Of course, we could attempt to train users to use the built-in Paste-as-Plain-Text or Paste From Word features. Let’s be honest, thought, in most cases it’s simply not going to happen. In even more cases, it’s not going to be appropriate to copy and paste more than just text from a Word document or another webpage. The bottom line is, sometimes forcing plain text is necessary when it comes to JavaScript-based WYSIWYG editors.

The developer of the FCKEditor evidently thought it was a good idea, too, and as of version 1.0 there’s been an option to enable this functionality in the configuration file. Unfortunately, if you Google for this in regard to TinyMCE, it’s hard to come across a clean cut answer to the question.

What you will find is people arguing about why you would want to do this. Others argue that it’s best to clean up TinyMCE’s code on the server side. For security reasons, I totally agree with that, but the majority of posts I’ve read indicate to me that most people are simply missing the point here:

We want to prevent novice users from butchering webpages when they copy and paste formatted content.

The emphasis on prevent is to indicate that you really can’t force a Paste-as-Plain-Text action for all users, so to speak. What you can do, however, is encourage them to Paste-as-Plain-Text using JavaScript, and it’s actually really easy. Here is the code that you’ll need to show the Paste-as-Plain-Text dialog whenever someone presses CTRL+V in the TinyMCE editor:

tinyMCE.init({
    mode: "textareas",
    theme : "advanced",
    // (more init options here)
   
    setup: function(ed) {
       
        // Force Paste-as-Plain-Text
        ed.onPaste.add( function(ed, e, o) {
            ed.execCommand('mcePasteText', true);
            return tinymce.dom.Event.cancel(e);
        });
       
    }
});

As with virtually everything JavaScript, there are a few drawbacks. First off, it relies on the onPaste JavaScript event, which is supported in Internet Explorer, Safari (and other Webkit browsers), and Firefox 3 (but not 2). It is not supported in Opera. For folks with unsupportive browsers, they will still be able to paste as usual (including unwanted, messy markup).
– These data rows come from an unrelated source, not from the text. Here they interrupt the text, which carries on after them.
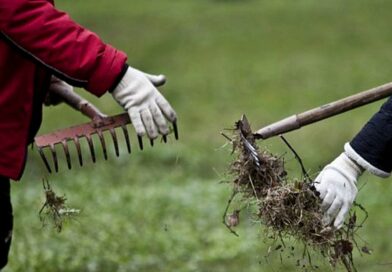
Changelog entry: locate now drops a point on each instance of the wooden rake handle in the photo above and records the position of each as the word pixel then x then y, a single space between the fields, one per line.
pixel 79 103
pixel 297 121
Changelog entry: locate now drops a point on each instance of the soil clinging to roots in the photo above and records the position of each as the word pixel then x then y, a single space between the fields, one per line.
pixel 287 208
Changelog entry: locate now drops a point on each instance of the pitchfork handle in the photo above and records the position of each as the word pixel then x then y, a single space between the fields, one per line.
pixel 79 103
pixel 297 121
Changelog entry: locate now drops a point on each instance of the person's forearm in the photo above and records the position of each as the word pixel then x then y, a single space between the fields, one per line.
pixel 372 146
pixel 50 37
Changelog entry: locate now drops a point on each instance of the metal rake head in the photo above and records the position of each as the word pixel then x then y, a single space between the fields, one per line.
pixel 86 131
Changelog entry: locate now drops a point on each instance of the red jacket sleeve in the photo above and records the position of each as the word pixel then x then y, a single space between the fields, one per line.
pixel 51 37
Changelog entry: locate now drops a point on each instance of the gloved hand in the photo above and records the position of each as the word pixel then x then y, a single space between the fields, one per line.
pixel 336 184
pixel 146 106
pixel 52 99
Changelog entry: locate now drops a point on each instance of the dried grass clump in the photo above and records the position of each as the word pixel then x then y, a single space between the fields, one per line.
pixel 55 209
pixel 287 208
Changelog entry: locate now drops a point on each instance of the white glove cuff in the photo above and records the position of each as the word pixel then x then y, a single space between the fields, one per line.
pixel 353 155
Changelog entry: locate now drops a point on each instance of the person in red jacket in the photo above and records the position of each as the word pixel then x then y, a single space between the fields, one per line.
pixel 42 48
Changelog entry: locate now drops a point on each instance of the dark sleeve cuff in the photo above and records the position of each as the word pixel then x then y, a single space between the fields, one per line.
pixel 374 142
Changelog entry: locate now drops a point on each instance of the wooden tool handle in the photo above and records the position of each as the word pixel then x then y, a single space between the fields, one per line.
pixel 297 121
pixel 79 103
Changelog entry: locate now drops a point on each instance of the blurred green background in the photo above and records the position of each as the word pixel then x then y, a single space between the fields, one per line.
pixel 161 209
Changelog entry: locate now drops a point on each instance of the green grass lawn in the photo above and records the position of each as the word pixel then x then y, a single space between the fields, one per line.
pixel 161 209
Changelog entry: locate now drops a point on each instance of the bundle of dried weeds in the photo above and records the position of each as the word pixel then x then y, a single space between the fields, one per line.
pixel 54 208
pixel 286 208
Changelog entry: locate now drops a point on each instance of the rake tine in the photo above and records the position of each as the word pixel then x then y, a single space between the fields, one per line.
pixel 126 136
pixel 140 139
pixel 114 137
pixel 41 152
pixel 66 151
pixel 103 143
pixel 78 149
pixel 54 156
pixel 175 129
pixel 91 146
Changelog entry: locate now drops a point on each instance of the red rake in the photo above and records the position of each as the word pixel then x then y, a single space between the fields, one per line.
pixel 97 126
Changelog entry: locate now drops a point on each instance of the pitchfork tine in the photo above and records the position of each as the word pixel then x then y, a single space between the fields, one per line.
pixel 41 152
pixel 77 144
pixel 102 139
pixel 54 156
pixel 139 138
pixel 66 151
pixel 114 137
pixel 126 136
pixel 91 146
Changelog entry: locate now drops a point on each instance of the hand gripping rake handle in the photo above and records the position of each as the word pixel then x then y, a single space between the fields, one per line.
pixel 297 121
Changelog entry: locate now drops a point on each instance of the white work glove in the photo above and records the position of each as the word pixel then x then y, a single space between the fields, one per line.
pixel 146 106
pixel 56 84
pixel 336 184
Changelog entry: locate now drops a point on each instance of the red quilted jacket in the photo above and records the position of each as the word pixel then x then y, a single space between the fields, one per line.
pixel 36 41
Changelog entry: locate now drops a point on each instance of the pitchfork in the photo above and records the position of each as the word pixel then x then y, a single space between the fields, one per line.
pixel 297 121
pixel 97 126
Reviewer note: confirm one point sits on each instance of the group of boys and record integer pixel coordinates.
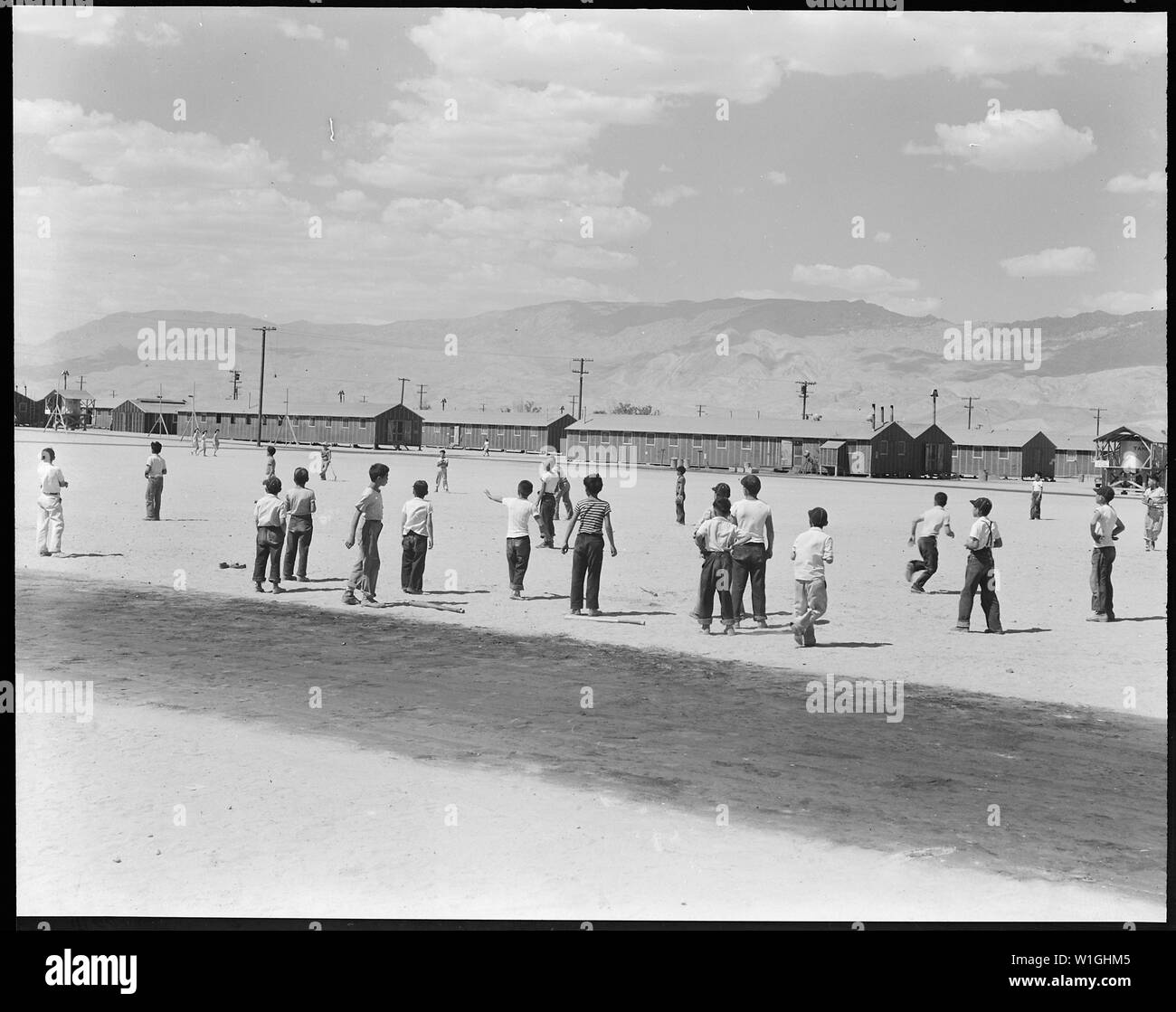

Note: You may want to remove the normal Paste button from the toolbar so people don’t think that it doesn’t work properly.

Of course, it’s important to run your code through a server side filter upon submission, but hopefully this will, at least in the mainstream browsers, limit the number of copy and paste nightmares that have plagued WYSIWYG editors since day one.

Comments

Instead of using all these, we can use directly the web tool called "wordoff" (http://wordoff.org/), directly copy from a word document or any other document, on a single press of a button it will remove all the unnecessary junk and will generate clean HTML.

#1 Vivekanand on Oct 17th, 2008

@Vivekanand Great tool, thanks for the link. Alas, this isn't something that novice users will benefit from, as most of them simply don't understand why they can't just "copy and paste" content from Word and other sources.

#2 Cory S.N. LaViska on Oct 17th, 2008

Cool, seems to work. Would be nice if it just did the paste without poping up the paste dialog window.....
Should stop my clients complaining about ugly formatting (here's hoping anyway).

#3 Olmec Sinclair on Nov 29th, 2008

It would be nice if the popup "paste from text" was pre-filled with the current buffer

#4 Jim on Dec 3rd, 2008

thanks a lot,
nice trick...

#5 mondfish on Dec 30th, 2008

For the onPaste trouble, I rely on checking if Ctrl is pressed and hasn't been unpressed (via keycodes) and listen for V's keycode onkeypress.